Nach einem Blick auf die Tagesdecke inmitten der Jacken und Taschen, unter der Gavriel sich versteckte, holte sie tief Luft. »Ich lasse dich nicht hier«, sagte sie zu Aidan. »Versprochen.«

Heute sollte niemand mehr umgebracht werden, wenn sie es verhindern konnte. Erst recht niemand, den sie einmal geliebt hatte, auch wenn er ein Arschloch war. Auch kein toter Junge mit verdammt guten Ratschlägen. Und sie selbst hoffentlich auch nicht.
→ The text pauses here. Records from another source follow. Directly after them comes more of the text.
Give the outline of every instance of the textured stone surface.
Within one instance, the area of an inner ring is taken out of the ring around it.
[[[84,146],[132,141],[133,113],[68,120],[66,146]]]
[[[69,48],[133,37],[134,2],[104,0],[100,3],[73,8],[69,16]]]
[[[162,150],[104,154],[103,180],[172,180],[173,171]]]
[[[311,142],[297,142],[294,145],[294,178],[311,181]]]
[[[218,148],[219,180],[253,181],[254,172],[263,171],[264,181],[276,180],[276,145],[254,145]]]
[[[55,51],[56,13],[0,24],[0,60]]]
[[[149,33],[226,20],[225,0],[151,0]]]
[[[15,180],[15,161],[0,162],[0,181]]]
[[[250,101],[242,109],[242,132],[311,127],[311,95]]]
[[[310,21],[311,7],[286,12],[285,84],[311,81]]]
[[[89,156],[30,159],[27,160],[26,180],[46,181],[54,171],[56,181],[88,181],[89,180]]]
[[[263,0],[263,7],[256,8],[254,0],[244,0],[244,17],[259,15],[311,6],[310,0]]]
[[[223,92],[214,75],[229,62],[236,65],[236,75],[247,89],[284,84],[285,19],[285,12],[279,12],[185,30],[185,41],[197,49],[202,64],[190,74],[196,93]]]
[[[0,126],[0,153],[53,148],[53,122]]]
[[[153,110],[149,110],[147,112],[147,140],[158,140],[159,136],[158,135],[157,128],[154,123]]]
Sie beugte sich vor und steckte den Kopf unter den Fensterrahmen, ohne die verrotteten grauen Holzsplitter und die abblätternde Farbe zu beachten. Sie warf ihre Handtasche nach draußen. Dann rutschte sie langsam vorwärts, schob ihre Brüste über das Sims und verkantete ihre Hüften, sodass sie sich an der Außenwand weiter nach unten ziehen konnte, bis sie kopfüber ins Gebüsch fiel. Der Fall war heftig und schmerzhaft, das Licht zu grell und das Gras zu grün. Es dauerte, bis sie sich auf den Rücken drehen und tief Luft holen konnte.

Sie war in Sicherheit. Wolken wehten über den Himmel, auseinandergezogen wie Zuckerwatte. Sie schoben sich zu Bergen zusammen, zu eingemauerten Städten, formten sich zu aufgerissenen Mäulern mit spitzen Zahnreihen, zu Armen, die sich vom Himmel nach unten ausstreckten, zu Flammen und …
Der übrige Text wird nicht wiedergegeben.